I brought the short exhaust pipe that I had and the muffler to my local exhaust shop and they made me up an adapter so that the muffler would fit properly. Once home I welded it on the pipe and connected up the muffler. I will be putting in a bracket from the swing arm mount to help support the weight of the muffler, but here is how it currently looks:

When I made up the engine subframe I put in a couple of holes/plugs to bolt the bellcrank onto - foresight is a good thing! So I had some attachment points already for me. Doing some quick measuring I determined that there was about a 7" offset from the center of the vehicle to the shifting arm on the engine, so I made the width of the mount 9". I also needed to have a little less than about 1-1/2" of throw to be able to up/down shift.

There are three parts to this: 1) mounting bracket with offset holes 2) bellcrank 3) shifting linkage from bellcrank to engine. Later when I make the shifter there will be another linkage between it and the bellcrank.

Here are some pictures so that you can see how it looks:

Here is the entire mechanism bolted onto the engine subframe, After Note: I ended up shortening down the one arm which eventially connects to the shifter linkage (shown by the red arrow) about 1/2" to enable the shifter have a shorter throw, with the longer arm the shifter throw is too much! In addition I installed cotter pins into the 1/2" retaining bolts as well to ensure they do not come loose.

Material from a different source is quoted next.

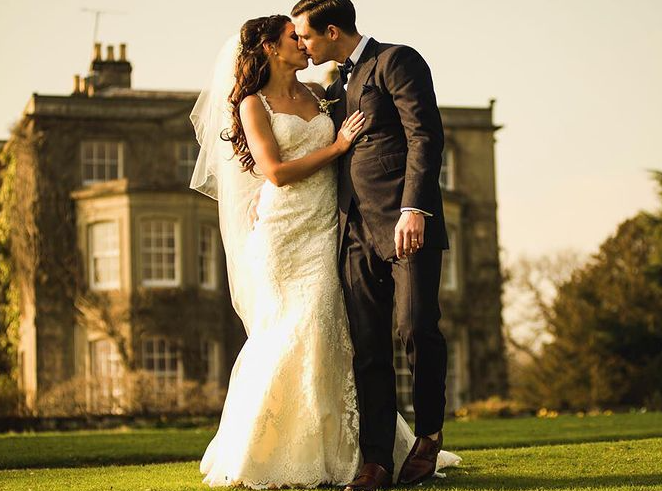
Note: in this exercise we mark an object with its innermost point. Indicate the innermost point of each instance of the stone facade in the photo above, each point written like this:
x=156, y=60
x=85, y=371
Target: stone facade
x=122, y=265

I made up the adjustable ends for the linkage using some 1/8" steel, drilled a 1/4" hole, welded a 1/4"-20 bolt (with head cut off), formed the 'U' shape and drilled the ends to accept a 1/4" pin. Note that the threaded ends use a nut to lock them in place once any final length adjustment is done. The shift lever that connects to the engine is splined so you can do some adjustment by rotating it a bit as well:

I had to make a mounting bracket for the fuel line and the hydraulic clutch line and decided to use some 1-1/2" x 1-1/2" aluminum angle, cut a piece about 2-1/2" long. I drilled a hole to mount the clutch flair fitting and a simple 1/4" hole to put the fuel line through. Later on I will make some sort of collar to hold the fuel line in place. The lines are located next to the shifting linkage, but there is plenty of clearance between them. I still need to extend the rear brake line will do it when I get the flexible hose for the swing arm. Here is a picture showing the location right next to the shift linkage:

I started with making the hydraulic clutch slave line using some 3/16" braided stainless line with a straight banjo connection on one end and a 3/16" brake line fitting at the other end. I had previously ran a 1/4" line from the hydraulic brake master cylinder so I had to use a 1/4" to 3/16" adapter. Left some slack in the line to handle engine vibration.

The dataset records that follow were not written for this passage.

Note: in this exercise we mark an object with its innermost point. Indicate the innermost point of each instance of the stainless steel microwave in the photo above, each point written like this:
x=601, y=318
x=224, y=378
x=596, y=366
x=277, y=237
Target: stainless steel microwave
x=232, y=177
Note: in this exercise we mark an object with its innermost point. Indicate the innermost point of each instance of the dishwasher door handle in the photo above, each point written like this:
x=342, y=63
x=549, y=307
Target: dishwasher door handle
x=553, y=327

Next I moved onto the fuel line, again I had a 1/4" hard line from the front fuel pump to the engine. The fuel filter I had was 5/16" and I was able to heat up a 1/4" rubber line so that it would expand enough to fit the filter, and used simple hose clamps to hold in place. Here is a picture of the two completed lines, the arrow points to the hydraulic clutch line:

 

I used some 1/8" steel to make some backing plates, put holes in it for #8 x 1-1/2" long screws as well as holes for #12 mounting screws. I also got the wiring to them all completed. As it turns out one solenoid pushes the latch mechanism and the other pulls it, I will have to fiddle with the push one as it jambs every once in a while, probably a geometry thing but will work out the details later.

Received the 5-LED lights last night and did some quick testing and two of them will illuminate the engine compartment just fine (tested in the dark). I decided that rather than use some sort of mercury switch to turn them on when the rear canopy opened that I would install a manual switch so that I could turn them on only when needed.

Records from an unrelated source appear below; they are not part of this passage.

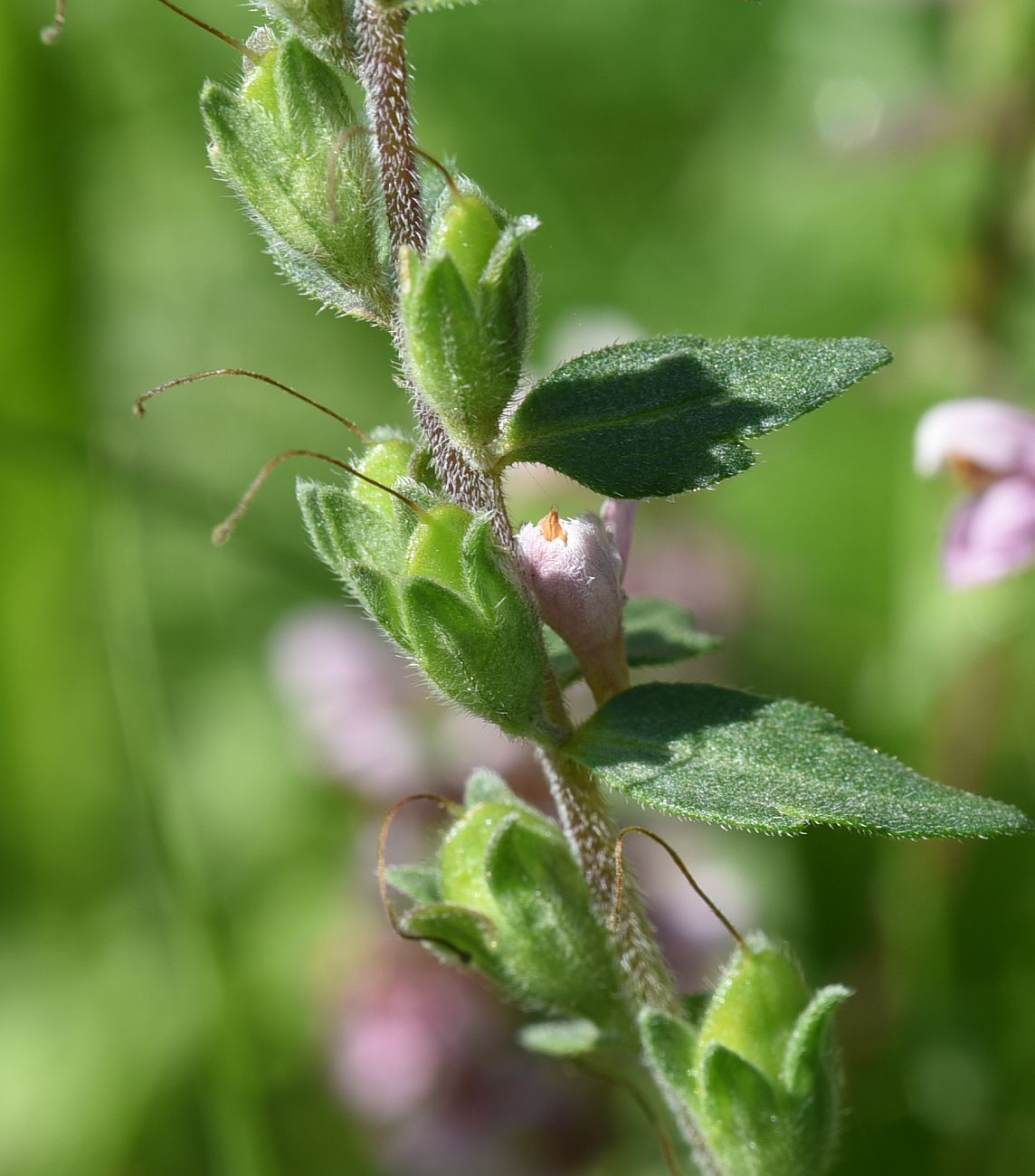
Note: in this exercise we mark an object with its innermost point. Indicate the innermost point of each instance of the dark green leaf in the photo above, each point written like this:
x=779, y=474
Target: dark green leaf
x=657, y=634
x=713, y=754
x=451, y=932
x=666, y=415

As the LED lights needed to be installed parallel to the deck I decided to use some 1-1/2" aluminum angle to form as a light bracket. This bracket is installed along the width of the rear canopy deck with each LED light mounted on each side about 27" from the front of the deck lid.

Here is a picture of the installed push button switch on the drivers side:

Here is a picture of the installed light bar and one with the LED lights on:

Ok so why 27" you ask? This is the dimension from the front of the trunk area to the area just before the intermediate shaft. I figure that if I need to put up some sort of 'curtain' to keep splash from the rear tire into the engine area that I could hang it from this aluminum bar as well. So this bar is positioned for this possibility as well.

There is far more detail on the electrical box that I put into the engine compartment, go to the electrical page to view. I decided to relocate the ignition control module as I'm pretty sure that the radiator mount would conflict with where it currently was. I made up a simple mount for it out of some sheet metal bent to the shape of the module, I then welded on the ends of a circular hose clamp to pull the open ends together to clamp the module. Got it installed and it works great, nice and simple!

I decided to mount the oil cooler mounted onto the radiator structure. I had to make up a couple of pieces of aluminum for supporting the top and bottom of the oil cooler and TIG welded them on, note that the lower mount has clearances for the hoses. Here are a couple of pictures with the cooler in and out:

Put a 2-prong connector onto the radiator fan wires and routing them from the electrical box. I cut the wires on the radiator a little shorter than I would have liked to so be careful not to repeat but they are still workable.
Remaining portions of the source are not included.